Rédigé par 15 h 21 min Communiqués de presse

Décès de Christophe de Margerie, PDG de TOTAL

Paris, 24 octobre 2014 – Depuis la mort de Christophe de Margerie le 20 Octobre, un déluge de portraits élogieux de son parcours ont été dressés dans les médias. Sherpa souhaite cependant rappeler que le défunt PDG  de Total n’a pas sorti le Groupe de sa longue tradition de corruption, d’évasion fiscale et de violation des droits humains. 

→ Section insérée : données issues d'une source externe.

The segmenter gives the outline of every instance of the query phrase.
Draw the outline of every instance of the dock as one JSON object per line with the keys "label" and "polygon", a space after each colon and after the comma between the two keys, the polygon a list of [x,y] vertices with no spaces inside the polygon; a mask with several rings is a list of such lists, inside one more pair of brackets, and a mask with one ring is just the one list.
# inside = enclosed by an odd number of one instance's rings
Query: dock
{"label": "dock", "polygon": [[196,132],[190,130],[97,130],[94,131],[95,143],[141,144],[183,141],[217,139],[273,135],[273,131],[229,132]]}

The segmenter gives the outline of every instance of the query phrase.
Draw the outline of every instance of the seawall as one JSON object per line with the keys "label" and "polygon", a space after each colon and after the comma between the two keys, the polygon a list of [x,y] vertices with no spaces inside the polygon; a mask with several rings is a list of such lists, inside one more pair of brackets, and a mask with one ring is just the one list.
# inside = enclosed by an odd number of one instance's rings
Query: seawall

Aussi pouvons-nous rappeler, en Asie, l’affaire de Total au Myanmar de 1995 à 1998 où le groupe s’est appuyé sur les forces armées de la  junte militaire au pouvoir qui a littéralement mis en esclavage une partie de la population locale pour la construction d’un gazoduc de 409 km. Le cas du Myanmar a  tellement porté atteinte à l’image du groupe qu’il a été forcé de passer un accord à l’amiable avec Sherpa qui avait porté l’affaire devant les tribunaux français. A l’époque où la législation en matière de travail forcé ne permettait pas en France de mettre en œuvre la responsabilité de Total, « cet accord était le seul moyen d’indemniser les victimes dans ce contexte d’impunité d’une entreprise française violant des droits fondamentaux à l’étranger.» explique Marie-Laure Guislain, responsable du contentieux du programme Globalisation et Droits Humains de Sherpa.

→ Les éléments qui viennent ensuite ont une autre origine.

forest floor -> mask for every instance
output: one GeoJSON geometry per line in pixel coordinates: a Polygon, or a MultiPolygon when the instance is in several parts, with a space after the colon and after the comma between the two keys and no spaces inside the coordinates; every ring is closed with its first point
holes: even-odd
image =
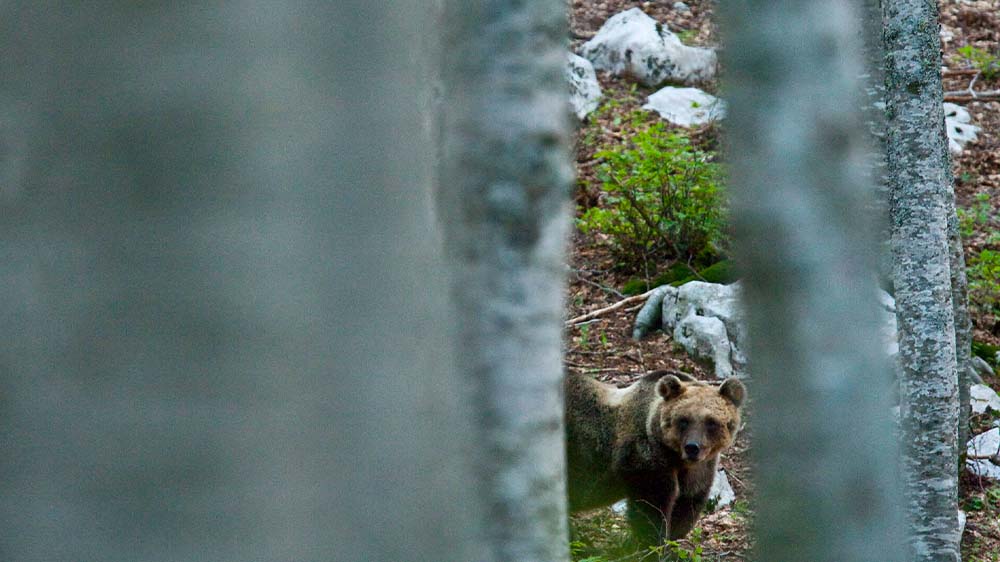
{"type": "MultiPolygon", "coordinates": [[[[718,45],[718,32],[713,22],[715,0],[686,0],[689,12],[679,12],[673,2],[637,2],[630,0],[567,0],[570,8],[570,29],[574,50],[597,32],[612,15],[639,7],[668,29],[677,33],[689,45],[718,45]]],[[[994,55],[1000,53],[1000,0],[942,0],[942,38],[945,67],[949,71],[973,68],[967,57],[959,53],[965,46],[982,49],[994,55]]],[[[602,108],[581,125],[576,137],[578,186],[575,199],[578,209],[599,204],[600,182],[595,177],[600,148],[627,140],[631,134],[627,116],[645,102],[655,89],[643,87],[625,79],[598,73],[604,91],[602,108]],[[613,100],[614,103],[607,103],[613,100]]],[[[945,90],[965,90],[972,75],[946,73],[945,90]]],[[[706,84],[714,93],[717,86],[706,84]]],[[[977,91],[1000,89],[1000,73],[986,80],[980,75],[977,91]]],[[[970,266],[978,263],[983,250],[1000,252],[1000,102],[961,102],[972,115],[972,122],[981,128],[978,140],[966,145],[960,156],[953,157],[956,178],[956,199],[962,216],[966,260],[970,266]]],[[[722,123],[722,127],[725,123],[722,123]]],[[[687,130],[692,142],[700,148],[716,150],[719,127],[707,126],[687,130]]],[[[570,279],[566,295],[568,317],[610,306],[625,295],[626,282],[636,277],[616,264],[600,233],[583,234],[574,231],[569,255],[570,279]]],[[[983,266],[985,267],[985,266],[983,266]]],[[[652,275],[650,275],[651,277],[652,275]]],[[[989,281],[989,279],[987,279],[989,281]]],[[[1000,279],[987,283],[985,291],[996,291],[1000,279]]],[[[992,294],[998,299],[1000,295],[992,294]]],[[[656,369],[677,369],[698,378],[713,379],[704,365],[692,361],[679,350],[668,334],[656,332],[641,341],[631,339],[637,306],[623,307],[599,316],[591,322],[567,328],[565,332],[565,365],[569,371],[586,373],[599,380],[619,386],[626,385],[643,373],[656,369]]],[[[996,306],[979,306],[972,310],[974,337],[979,342],[1000,345],[1000,320],[996,306]]],[[[987,384],[1000,390],[1000,379],[986,377],[987,384]]],[[[752,418],[751,405],[746,417],[752,418]]],[[[987,428],[992,420],[977,419],[975,425],[987,428]]],[[[747,424],[749,428],[752,424],[747,424]]],[[[701,560],[748,560],[752,556],[753,476],[749,449],[752,436],[741,432],[735,446],[722,458],[736,501],[714,513],[706,514],[696,530],[676,545],[681,557],[701,560]]],[[[1000,486],[969,474],[962,478],[960,506],[968,514],[963,537],[963,560],[1000,560],[1000,486]]],[[[627,536],[624,519],[610,509],[598,510],[573,517],[574,560],[644,560],[650,554],[626,554],[619,547],[627,536]]]]}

Sur le continent américain, en Argentine le Groupe pétrolier mène aujourd’hui un projet d’exploitation de gaz de schiste dans une zone naturelle protégée tout en ignorant les plaintes des populations locales. En Afrique, le Nigeria est également touché par les désastres environnementaux causés par les exploitations de gaz et de pétrole de Total, cas pour lequel les Amis de la Terre ont nominé le Groupe au Prix Pinocchio 2014.

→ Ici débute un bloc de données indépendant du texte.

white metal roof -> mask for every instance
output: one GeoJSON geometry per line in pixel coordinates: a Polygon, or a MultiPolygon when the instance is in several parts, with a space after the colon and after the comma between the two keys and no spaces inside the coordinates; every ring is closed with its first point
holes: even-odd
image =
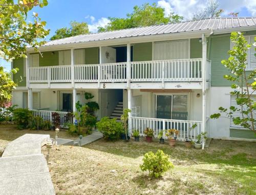
{"type": "Polygon", "coordinates": [[[227,17],[208,18],[180,23],[151,26],[92,33],[64,38],[47,42],[43,46],[61,45],[127,37],[172,34],[206,30],[219,30],[238,27],[255,27],[255,17],[227,17]]]}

Par ailleurs, entre distribution de pots-de-vin dans l’affaire « pétrole contre nourriture » en Irak et corruption d’agents publics étrangers en Iran – cas pour lequel le groupe a conclu une transaction de 400 millions de dollars pour mettre fin aux poursuites aux États-Unis – Total a également été visé à plusieurs reprises dans des affaires de corruption à grande échelle[1].

Enfin, comment parler du géant pétrolier sans évoquer le paradoxe fiscal de la firme. Avec un bénéfice net de près de 10.8 milliards d’euros en 2013, le Groupe parvient à ne payer aucun impôt sur les sociétés en France ! Total pourrait par ailleurs bénéficier d’un crédit d’impôt de 80 millions d’euros en 2017 grâce au Crédit d’impôt compétitivité emploi (CICE)[2].

Aussi, quand on retrace le parcours du défunt PDG de Total, on ne peut occulter le voile de corruption et de violation des droits humains qui entoure les activités du groupe depuis des décennies.